09:02 PROJETS

Deux villes impriment les premiers ponts en 3D

En Espagne, au nord de Madrid, vient d’être inauguré le premier pont en béton au monde imprimé en 3D. Amsterdam est en train de construire le premier pont en 3 D en acier. Si les ouvrages sont modestes en taille, leur technologie, elle, est révolutionnaire.

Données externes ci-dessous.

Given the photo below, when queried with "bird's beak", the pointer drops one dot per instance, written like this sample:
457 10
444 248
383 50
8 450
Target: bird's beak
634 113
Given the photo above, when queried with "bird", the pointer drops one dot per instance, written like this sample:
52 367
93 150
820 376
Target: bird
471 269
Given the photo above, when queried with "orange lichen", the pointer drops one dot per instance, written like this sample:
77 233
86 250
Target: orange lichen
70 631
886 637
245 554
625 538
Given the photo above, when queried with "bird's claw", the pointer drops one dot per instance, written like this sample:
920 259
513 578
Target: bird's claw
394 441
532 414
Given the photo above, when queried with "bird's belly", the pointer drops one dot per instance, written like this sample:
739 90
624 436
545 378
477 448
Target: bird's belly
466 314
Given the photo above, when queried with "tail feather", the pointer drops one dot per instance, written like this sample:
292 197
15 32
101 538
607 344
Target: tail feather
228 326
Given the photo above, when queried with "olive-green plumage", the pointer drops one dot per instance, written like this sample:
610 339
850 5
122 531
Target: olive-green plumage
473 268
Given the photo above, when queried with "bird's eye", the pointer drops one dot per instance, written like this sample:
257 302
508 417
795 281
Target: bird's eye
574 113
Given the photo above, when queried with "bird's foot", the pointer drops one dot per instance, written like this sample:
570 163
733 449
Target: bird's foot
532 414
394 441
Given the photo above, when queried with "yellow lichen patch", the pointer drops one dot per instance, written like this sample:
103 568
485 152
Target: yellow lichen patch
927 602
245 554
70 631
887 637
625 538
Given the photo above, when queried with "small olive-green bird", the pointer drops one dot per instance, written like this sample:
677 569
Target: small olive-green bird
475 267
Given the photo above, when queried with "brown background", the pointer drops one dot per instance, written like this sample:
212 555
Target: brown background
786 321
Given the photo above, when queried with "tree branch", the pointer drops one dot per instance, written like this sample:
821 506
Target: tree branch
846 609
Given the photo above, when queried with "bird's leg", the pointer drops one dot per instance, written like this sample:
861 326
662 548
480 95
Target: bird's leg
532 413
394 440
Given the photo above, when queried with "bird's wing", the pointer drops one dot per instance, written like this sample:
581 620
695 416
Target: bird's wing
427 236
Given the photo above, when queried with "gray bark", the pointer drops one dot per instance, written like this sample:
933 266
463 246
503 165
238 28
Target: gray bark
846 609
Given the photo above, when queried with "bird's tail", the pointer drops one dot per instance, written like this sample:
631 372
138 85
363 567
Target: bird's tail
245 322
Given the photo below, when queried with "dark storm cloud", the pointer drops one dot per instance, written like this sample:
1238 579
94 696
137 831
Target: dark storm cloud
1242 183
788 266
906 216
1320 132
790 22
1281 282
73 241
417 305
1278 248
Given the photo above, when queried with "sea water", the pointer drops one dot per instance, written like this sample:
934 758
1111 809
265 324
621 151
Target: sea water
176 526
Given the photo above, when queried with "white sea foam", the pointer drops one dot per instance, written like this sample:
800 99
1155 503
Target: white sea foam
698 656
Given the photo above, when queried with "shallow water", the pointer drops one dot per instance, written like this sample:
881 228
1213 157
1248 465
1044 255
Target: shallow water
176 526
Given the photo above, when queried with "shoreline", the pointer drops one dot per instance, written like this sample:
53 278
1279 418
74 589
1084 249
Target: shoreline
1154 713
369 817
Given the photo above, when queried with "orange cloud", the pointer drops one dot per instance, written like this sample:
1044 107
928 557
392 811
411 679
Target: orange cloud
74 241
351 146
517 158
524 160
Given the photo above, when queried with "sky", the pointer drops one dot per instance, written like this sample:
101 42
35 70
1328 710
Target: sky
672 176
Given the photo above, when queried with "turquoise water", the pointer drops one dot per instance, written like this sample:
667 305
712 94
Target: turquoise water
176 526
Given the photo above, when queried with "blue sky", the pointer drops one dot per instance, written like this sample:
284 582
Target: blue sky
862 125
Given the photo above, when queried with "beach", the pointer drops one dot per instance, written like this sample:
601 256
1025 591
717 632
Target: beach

La ville d’Alcobendas, près de Madrid, est la première au monde à disposer d’un élément de génie civil imprimé en 3D. Il s’agit d’une passerelle qui enjambe un ruisseau dans le parc Castilla la Mancha. Ce pont a été imprimé en 3D avec du béton. Il mesure 12 m de long pour 1,75 m de large. Il a été imprimé sur place grâce aux équipements de l’entreprise Acciona. En utilisant cette technique, l’entreprise a pu proposer un ouvrage plus léger et plus résistant grâce aux prouesses architecturales que permet ce type de construction par impression 3D. Il aura fallu 1 an pour développer ce projet et faire d’Alcobendas une ville pionnière dans le monde.

En béton en Espagne

La passerelle est fabriquée à base de poudre de béton avec une imprimante spéciale, la D-shape, constituée d'un cadre de 4m x 4m qui permet de construire un élément en fonction du projet qu'on veut réaliser. La D Shape a une sorte de grosse tête d'impression qui dépose le béton couche par couche.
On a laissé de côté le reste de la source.